One of Thomas Friedman's latest opinion pieces for the New York Times shares some insights from a conversation he had about this rapid change with Dov Seidman, C.E.O. of LRN, a leadership development agency.
And (likely without knowing it) the exchange between Friedman and Seidman made a compelling case for the shared value of creating connection. It’s worth reading the whole thing (it is Thomas Friedman, after all) but if you’re pressed for time, here’s a semi-quick summary:
The revolution is upon us (again)
We are finding ourselves in the midst of a technological revolution that is challenging our whole understanding of the world around us and forcing us to rethink our place in it.
When this same question, “where do we belong?” was asked in the 16th century during the scientific revolution, René Decartes gave us the handy device: “I think, therefore I am” to articulate our relationship to the world. For those not familiar with Decartes—he posited that our capacity for thought is what distinguishes us from the rest of the animal kingdom.
Enter the 21st century
While 16th century philosophers were focused on how humans differed from animals, 21st century thought leaders have a new peer to consider: intelligent machines.
So what sets humans apart from machines, if both have capacity for thought? And how will we create social and economic value if we are competing with objects that can move faster, more efficiently, and for less cost? The simple answer? Our hearts.

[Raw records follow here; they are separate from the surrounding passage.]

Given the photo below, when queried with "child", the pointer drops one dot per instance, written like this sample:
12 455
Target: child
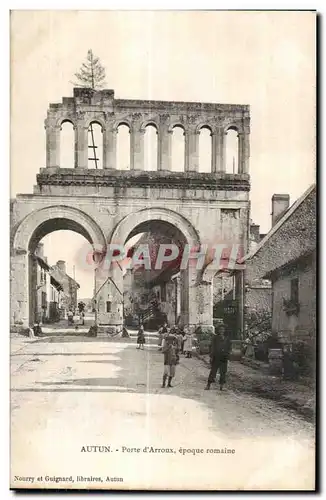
170 351
141 338
188 344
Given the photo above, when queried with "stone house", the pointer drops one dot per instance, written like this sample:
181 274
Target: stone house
69 286
287 257
45 290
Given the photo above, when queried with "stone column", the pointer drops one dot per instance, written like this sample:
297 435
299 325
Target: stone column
240 153
19 289
81 146
137 148
52 145
110 148
245 153
217 151
196 301
223 151
165 149
191 150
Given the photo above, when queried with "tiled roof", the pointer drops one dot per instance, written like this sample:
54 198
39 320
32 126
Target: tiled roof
279 224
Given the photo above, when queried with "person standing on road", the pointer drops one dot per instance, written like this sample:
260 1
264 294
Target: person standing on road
180 340
170 351
141 338
70 317
220 354
188 344
163 330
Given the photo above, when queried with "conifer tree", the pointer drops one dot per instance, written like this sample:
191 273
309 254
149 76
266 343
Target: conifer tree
91 74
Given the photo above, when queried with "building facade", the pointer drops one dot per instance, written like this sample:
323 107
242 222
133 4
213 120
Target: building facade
287 257
109 206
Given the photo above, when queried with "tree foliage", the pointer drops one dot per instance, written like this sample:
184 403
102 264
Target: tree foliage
91 74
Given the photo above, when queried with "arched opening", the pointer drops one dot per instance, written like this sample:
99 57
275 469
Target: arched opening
205 149
178 149
152 294
150 148
231 151
67 145
61 275
95 146
123 147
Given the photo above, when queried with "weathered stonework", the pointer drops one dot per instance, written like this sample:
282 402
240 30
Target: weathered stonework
109 206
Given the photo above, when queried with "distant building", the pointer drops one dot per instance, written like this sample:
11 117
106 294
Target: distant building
287 257
69 286
46 292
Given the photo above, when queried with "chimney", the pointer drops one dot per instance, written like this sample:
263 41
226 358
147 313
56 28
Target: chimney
62 265
39 251
280 204
254 232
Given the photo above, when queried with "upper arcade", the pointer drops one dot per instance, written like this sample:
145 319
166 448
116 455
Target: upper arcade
88 107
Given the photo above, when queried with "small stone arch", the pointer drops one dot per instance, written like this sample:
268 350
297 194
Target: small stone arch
122 121
128 223
29 225
204 125
65 119
148 123
96 120
177 124
232 126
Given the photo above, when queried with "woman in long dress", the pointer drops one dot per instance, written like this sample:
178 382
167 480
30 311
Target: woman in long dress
188 344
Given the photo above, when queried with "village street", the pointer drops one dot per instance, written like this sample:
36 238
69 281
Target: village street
72 392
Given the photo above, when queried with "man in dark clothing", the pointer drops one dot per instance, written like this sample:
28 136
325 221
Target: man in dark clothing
220 353
170 351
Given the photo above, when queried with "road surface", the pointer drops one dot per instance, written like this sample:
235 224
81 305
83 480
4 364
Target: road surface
84 410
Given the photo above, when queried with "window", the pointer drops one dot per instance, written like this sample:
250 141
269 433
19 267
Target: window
163 292
43 299
295 291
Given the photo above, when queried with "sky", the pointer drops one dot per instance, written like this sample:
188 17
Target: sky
264 59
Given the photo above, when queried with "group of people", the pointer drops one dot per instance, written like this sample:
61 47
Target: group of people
175 341
74 317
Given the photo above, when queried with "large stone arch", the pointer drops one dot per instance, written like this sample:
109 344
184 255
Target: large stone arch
190 287
128 223
29 231
35 219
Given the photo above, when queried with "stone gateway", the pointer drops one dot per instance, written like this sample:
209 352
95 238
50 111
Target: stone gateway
109 206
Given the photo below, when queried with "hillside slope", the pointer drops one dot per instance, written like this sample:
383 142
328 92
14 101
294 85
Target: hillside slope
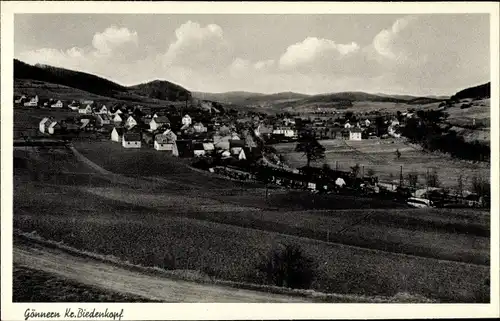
147 93
481 91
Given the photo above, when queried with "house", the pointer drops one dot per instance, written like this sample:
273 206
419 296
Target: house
208 147
32 103
222 142
158 122
41 125
103 119
85 109
58 104
199 128
198 149
131 140
355 134
74 106
236 146
170 135
186 120
117 118
183 148
163 142
54 128
117 134
103 110
20 99
131 122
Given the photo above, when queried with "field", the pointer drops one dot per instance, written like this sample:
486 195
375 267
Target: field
156 211
379 155
30 285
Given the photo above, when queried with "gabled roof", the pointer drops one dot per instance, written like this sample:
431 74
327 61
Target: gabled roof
119 130
132 137
236 143
162 120
198 146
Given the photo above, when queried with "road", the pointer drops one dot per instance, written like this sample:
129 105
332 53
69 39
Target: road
99 274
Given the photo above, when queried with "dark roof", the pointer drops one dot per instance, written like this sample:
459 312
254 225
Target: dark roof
198 146
236 143
162 119
119 130
132 137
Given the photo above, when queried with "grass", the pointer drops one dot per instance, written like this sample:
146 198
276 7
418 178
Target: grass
30 285
223 228
379 155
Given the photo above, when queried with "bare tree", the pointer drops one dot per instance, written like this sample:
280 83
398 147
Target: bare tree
433 179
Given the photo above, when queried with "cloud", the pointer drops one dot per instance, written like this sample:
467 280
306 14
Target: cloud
199 47
113 39
312 49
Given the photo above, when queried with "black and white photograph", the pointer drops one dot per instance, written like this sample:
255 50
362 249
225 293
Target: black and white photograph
249 158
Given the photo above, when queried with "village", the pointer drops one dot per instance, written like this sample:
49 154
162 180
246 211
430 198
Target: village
238 145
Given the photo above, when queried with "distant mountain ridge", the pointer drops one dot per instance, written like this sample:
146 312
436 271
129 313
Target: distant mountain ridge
155 90
481 91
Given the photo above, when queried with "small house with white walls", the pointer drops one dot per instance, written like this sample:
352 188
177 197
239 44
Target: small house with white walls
85 109
164 143
131 140
186 120
117 118
41 125
131 122
355 134
158 122
117 134
54 128
58 104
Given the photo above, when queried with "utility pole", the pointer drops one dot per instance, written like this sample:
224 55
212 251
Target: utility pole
401 177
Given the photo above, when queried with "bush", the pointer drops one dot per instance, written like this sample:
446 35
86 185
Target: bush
287 266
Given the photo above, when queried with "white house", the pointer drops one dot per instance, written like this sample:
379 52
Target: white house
170 135
103 110
355 134
85 110
117 134
117 118
198 150
199 128
103 119
131 122
163 142
58 104
54 127
32 103
157 122
42 124
20 99
131 140
186 120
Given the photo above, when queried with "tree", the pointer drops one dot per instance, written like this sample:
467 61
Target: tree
370 172
460 185
433 179
355 170
311 148
413 179
287 266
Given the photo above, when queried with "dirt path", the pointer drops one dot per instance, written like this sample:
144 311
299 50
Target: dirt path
103 275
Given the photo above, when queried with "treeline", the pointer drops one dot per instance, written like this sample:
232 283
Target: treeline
426 131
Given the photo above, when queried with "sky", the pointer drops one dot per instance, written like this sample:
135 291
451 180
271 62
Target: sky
436 54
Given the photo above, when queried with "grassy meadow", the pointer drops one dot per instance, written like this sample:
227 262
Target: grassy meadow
185 220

“Humans can love, they can have compassion, they can dream...they can inspire and be virtuous...[they] can build deep relationships of trust...
…our highest self conception needs to be redefined from 'I think, therefore I am' to 'I care, therefore I am; I hope, therefore I am; I imagine, therefore I am. I am ethical, therefore I am. I have a purpose, therefore I am. I pause and reflect, therefore I am.'
When machines and software control more and more of our lives, people will seek out more human-to-human connections—all the things you can’t download but have to upload the old-fashioned way, one human to another."
The human economy
Friedman goes on, (and I paraphrase): if the industrial economy was about hired hands, and the knowledge economy was about hired heads, then the technological revolution is leading us into a human economy, “which will be more about creating value with hired hearts*—all the attributes that can’t be programmed into software, like passion, character and collaborative spirit.”
*(While “hired hearts” is a potentially troubling phrase, Friedman offers the innocent example of Paint Nite, the franchise that employs artists to engage adults in creative expression via social gatherings that involved painting and drinking.)
The next right thing
The Friedman-Seidman conversation ends with a glimpse into the future:
“Leaders, businesses and communities will still leverage technology to gain advantage, but those that put human connection at the center of everything they do—and how they do it—will be the enduring winner…Machines can be programmed to do the next thing right. But only humans can do the next right thing.”
To make a long post, short: It seems that the Beatles got it right in 1967; all we really need is love.